確かにウチもそう思いました。そやけど…お父ちゃんでも勘助でもない男の人が家の中をウロウロしてるっちゅうんは、何やウチにはまだまだけったいな感じです。
― 夜、糸子と勝の布団が別々に敷いてあるのを見てハルが糸子に文句を言った。
「糸子!あんたの隣に敷けっていうたやろ!」
「せやかてお互い気ぃ遣うてよう寝んよって…」糸子は面倒くさそうに答えた。
「なにが気ぃ遣うや。アンタらは夫婦なんやで?」
それでも川本さん・・・いや勝さんちゅうんは奇特な人でウチがそんなんでもお構いなしで…とにかくいつでも上機嫌。どこにいてても何をやってても上機嫌。
「アハハハハ!!」勝が縁側で大爆笑していた。
「どないしたんや?」慌ててハルは勝に心配そうに尋ねた。
「それが(笑)脚の爪、切っちゃったら…それが(笑)!」
勝は腹をかかえて爆笑しそのまま後ろに倒れてしまう。
「爪がどないしたんや(笑)」ハルは苦しそうに笑っている勝をみて思わず笑ってしまう。

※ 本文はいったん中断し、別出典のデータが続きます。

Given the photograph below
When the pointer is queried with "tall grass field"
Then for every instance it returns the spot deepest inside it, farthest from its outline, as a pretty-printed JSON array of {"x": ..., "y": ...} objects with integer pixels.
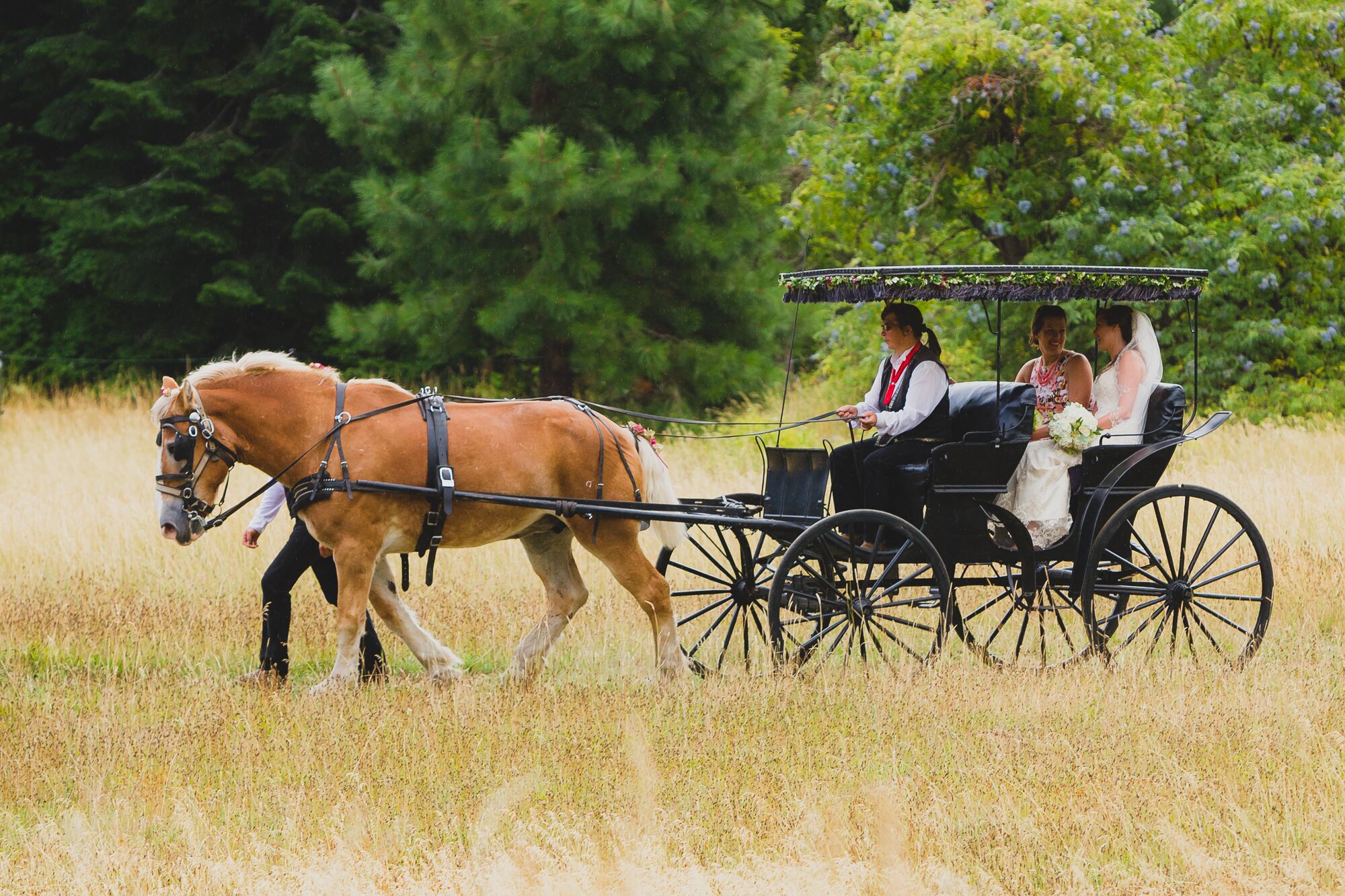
[{"x": 132, "y": 762}]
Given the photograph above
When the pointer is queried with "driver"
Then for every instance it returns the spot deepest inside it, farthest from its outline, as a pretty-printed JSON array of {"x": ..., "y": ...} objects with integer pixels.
[{"x": 909, "y": 407}]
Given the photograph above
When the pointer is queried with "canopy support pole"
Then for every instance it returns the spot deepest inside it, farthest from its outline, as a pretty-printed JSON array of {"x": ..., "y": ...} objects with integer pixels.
[{"x": 789, "y": 357}]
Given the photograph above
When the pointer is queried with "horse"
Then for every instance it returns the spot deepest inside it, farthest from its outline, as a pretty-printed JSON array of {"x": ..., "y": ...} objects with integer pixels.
[{"x": 267, "y": 409}]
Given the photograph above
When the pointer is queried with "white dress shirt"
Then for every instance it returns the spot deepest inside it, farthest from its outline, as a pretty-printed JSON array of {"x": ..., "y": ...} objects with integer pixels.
[
  {"x": 929, "y": 386},
  {"x": 272, "y": 501}
]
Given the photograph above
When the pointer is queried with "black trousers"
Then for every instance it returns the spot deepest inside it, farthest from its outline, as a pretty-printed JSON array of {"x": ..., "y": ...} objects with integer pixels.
[
  {"x": 295, "y": 559},
  {"x": 866, "y": 474}
]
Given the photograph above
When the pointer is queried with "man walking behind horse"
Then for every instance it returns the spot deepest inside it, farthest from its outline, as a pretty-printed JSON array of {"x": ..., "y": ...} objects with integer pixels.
[{"x": 299, "y": 555}]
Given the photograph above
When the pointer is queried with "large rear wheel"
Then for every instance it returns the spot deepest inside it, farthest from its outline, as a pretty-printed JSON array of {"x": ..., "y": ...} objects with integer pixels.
[
  {"x": 1179, "y": 571},
  {"x": 720, "y": 579},
  {"x": 836, "y": 600}
]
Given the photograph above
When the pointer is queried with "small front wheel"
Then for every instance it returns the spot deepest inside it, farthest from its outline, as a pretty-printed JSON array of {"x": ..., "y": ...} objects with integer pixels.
[{"x": 863, "y": 584}]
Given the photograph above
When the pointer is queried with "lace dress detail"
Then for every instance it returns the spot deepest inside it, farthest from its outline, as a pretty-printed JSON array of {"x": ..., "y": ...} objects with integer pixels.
[{"x": 1039, "y": 493}]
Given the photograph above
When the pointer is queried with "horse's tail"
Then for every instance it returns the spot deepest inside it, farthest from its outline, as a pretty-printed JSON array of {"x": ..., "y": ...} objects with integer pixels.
[{"x": 658, "y": 487}]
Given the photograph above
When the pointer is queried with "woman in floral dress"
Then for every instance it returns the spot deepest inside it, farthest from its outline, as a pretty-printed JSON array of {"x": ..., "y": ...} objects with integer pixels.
[{"x": 1039, "y": 493}]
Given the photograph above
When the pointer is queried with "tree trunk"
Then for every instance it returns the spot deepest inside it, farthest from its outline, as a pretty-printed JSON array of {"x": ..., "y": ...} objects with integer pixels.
[{"x": 555, "y": 372}]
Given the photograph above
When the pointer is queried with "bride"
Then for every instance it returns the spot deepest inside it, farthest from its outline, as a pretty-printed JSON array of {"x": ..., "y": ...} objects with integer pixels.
[{"x": 1039, "y": 493}]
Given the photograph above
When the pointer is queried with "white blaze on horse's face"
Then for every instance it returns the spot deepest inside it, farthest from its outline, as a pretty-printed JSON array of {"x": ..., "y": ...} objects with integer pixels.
[{"x": 180, "y": 455}]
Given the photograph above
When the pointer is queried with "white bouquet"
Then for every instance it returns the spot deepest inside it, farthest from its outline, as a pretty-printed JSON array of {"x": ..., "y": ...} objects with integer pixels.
[{"x": 1074, "y": 428}]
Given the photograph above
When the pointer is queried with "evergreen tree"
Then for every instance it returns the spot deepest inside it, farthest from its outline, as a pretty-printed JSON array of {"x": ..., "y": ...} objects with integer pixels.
[
  {"x": 167, "y": 190},
  {"x": 578, "y": 196}
]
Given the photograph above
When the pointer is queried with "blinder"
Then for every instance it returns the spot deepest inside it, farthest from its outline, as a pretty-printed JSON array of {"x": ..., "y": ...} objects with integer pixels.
[{"x": 184, "y": 450}]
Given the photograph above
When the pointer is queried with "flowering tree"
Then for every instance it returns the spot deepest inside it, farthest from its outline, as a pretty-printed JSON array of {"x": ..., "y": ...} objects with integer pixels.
[{"x": 1082, "y": 132}]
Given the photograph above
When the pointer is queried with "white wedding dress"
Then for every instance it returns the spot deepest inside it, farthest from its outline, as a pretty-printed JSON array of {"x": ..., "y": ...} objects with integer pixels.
[{"x": 1039, "y": 493}]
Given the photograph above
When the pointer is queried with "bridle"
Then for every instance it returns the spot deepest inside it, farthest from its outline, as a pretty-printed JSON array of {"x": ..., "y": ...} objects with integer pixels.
[{"x": 184, "y": 448}]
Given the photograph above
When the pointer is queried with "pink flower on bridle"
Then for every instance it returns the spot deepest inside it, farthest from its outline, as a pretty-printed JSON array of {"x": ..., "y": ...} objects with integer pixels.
[{"x": 641, "y": 432}]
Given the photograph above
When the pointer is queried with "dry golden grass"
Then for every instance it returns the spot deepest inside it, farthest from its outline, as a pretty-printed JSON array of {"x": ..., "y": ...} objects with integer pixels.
[{"x": 132, "y": 762}]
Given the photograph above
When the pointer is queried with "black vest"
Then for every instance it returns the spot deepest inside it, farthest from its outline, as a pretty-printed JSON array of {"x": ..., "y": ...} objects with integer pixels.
[{"x": 938, "y": 425}]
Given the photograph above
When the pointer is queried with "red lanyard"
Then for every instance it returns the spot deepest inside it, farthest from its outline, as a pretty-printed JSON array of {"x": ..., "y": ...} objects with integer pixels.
[{"x": 896, "y": 377}]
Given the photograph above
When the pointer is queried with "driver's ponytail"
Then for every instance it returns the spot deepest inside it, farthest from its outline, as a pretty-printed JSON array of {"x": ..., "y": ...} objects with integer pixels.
[
  {"x": 931, "y": 339},
  {"x": 910, "y": 318}
]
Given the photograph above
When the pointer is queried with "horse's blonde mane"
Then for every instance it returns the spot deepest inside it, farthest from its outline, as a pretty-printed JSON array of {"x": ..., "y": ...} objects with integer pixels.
[{"x": 252, "y": 364}]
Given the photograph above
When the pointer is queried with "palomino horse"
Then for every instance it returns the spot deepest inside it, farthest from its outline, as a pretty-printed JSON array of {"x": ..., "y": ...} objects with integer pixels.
[{"x": 266, "y": 409}]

けどまあ、そういう人やさかい、ウチもおばあちゃんも気ぃ遣わんですむんは、ありがたいことでした。
「爪が!爪が!ギャハハハハ!!(笑)」
勝の笑い声を聞いていた糸子は作業しながら思わず頬が緩んだ。
「脚の爪一個でようあんだけ笑えんな(笑)」
【NHK カーネーション第47回 感想・レビュー】
なんだか切ないやら楽しいやらで面白い回でした。
奈津は自分が祝言を挙げられなかったから、両親が健在な糸子には挙げてもらいたかったんでしょうね。挙げてもらいたいたかったっていうとちょっと意味が違うかな。
なんでしょう…説明出来ないこの感じ…とにかく奈津というキャラクターはかなり特異的な性格でこのドラマの良いスパイス的な役割をしてる感じがします。
花嫁の糸子を見る奈津と善作だけ笑ってなかったんですが、それが印象的でした。
祝言の回では本当にオールキャストというか従兄弟の勇君までいたんですね。台詞無かったけど。いや贅沢な回でした。
で、今日一番面白かったのが川本勝改め小原勝が爪を切って笑っているところ。